Rajeev Jain, CEO of Pune-based Bajaj Finance, said the business model for payments bank is not viable. “No lending is allowed in payments bank. I don’t think it will work as lending is where my profit comes from,” he explained.

Bajaj Finance applied for a full-service bank, but did not make the cut. The RBI has invited applications for payments and small banks with the intention of providing credit and deposit services to vastly un-banked and under-banked population.

The central bank believes such specialised banks will help reach out to people who have been hitherto untouched by regular full-service banks.

A payments bank will be able to accept deposits but cannot lend. It has to park the amount it accepts as deposits in Government bonds. Small banks, on the other hand, can lend as well as raise deposits, subject to certain caps on both the activities.

Not scalable

According to industry participants, these differentiated banks do not provide the bandwidth for a scalable economic model and also many players will apply only to increase their valuations.

“Considerations like priority sector lending are of big banks, compliance structures are of big banks but the area to operate is small… So this is an entrepreneurial call rather than a business model call,” Jain explained. “I think people will enter the small bank space believing to make it big some day.”

Manish Khera, MD and CFO of mobile money service provider YTS, said most of the applicants for a payments bank licence have chinks in their armour.

Trust issues

According to him there are trust issues with mobile companies, which see a high amount of churn in their customer base.

It is likely that majority of the applicants for a payments bank licence will be mobile service providers and other small financial entities.
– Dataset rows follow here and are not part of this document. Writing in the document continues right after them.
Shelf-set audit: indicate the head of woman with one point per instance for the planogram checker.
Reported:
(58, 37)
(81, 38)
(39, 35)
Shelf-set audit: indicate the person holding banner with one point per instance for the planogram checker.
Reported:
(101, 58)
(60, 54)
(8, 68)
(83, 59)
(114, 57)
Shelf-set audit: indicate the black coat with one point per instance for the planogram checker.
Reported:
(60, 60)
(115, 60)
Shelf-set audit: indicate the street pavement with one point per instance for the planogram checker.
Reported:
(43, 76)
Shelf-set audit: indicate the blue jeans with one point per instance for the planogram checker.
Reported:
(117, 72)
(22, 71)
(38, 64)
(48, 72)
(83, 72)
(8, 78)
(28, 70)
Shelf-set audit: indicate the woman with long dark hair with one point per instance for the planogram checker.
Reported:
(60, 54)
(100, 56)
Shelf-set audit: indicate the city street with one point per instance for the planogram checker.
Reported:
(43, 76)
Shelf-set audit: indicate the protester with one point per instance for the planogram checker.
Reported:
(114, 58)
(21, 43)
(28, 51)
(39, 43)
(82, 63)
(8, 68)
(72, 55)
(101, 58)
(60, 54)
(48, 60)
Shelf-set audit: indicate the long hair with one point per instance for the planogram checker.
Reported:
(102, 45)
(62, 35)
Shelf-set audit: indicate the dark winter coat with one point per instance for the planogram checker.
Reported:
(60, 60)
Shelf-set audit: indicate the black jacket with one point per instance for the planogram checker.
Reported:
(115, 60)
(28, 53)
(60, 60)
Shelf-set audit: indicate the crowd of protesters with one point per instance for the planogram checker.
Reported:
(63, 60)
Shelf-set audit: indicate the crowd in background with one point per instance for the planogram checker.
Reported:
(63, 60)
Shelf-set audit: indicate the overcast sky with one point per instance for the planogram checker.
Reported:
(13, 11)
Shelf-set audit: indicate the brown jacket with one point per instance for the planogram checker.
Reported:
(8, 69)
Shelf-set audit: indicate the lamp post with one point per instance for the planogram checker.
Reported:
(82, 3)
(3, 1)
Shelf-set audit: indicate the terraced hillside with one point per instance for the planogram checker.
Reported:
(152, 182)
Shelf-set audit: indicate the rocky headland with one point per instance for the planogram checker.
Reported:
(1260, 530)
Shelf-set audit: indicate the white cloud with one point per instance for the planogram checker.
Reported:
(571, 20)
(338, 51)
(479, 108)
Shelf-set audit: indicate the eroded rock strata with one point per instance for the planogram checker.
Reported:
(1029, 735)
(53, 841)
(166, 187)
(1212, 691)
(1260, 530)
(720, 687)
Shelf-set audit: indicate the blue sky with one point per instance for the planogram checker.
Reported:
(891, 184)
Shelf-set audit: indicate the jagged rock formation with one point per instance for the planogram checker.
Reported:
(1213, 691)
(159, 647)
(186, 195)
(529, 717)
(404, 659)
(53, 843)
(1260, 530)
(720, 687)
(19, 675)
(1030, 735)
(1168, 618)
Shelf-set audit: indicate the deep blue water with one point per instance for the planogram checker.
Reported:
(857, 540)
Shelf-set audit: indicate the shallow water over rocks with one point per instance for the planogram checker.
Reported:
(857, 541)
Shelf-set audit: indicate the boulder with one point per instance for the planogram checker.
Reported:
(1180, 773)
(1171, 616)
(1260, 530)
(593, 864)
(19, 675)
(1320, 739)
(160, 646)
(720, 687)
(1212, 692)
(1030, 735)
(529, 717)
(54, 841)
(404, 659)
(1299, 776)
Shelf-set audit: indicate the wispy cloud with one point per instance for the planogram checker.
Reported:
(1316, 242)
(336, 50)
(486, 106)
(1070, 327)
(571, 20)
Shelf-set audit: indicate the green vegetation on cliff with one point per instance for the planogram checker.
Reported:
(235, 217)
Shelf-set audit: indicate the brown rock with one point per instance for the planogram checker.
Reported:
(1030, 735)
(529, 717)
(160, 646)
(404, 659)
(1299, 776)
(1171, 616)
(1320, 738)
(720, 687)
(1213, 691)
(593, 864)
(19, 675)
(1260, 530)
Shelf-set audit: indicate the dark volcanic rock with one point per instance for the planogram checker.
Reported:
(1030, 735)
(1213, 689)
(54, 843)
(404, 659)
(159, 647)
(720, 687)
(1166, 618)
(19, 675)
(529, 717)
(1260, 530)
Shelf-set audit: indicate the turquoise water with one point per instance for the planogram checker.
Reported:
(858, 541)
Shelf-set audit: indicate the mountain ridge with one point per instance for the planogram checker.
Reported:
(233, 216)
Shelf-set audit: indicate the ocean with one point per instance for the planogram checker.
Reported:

Khera said: “It’s a liability business, the trust factor and franchise is critical. It’s the customer’s money. Why would the customers trust a new payments bank just because the RBI has licensed it?”

A lot of this excitement, he argued, is primarily to increase their valuation.

Khera was earlier the founder-CEO and Managing Director of FINO PayTech, which has applied for a payments bank licence.

Tuesday is the last date for submitting applications with the RBI. Players who have applied include Bharti Airtel and Dewan Housing Finance.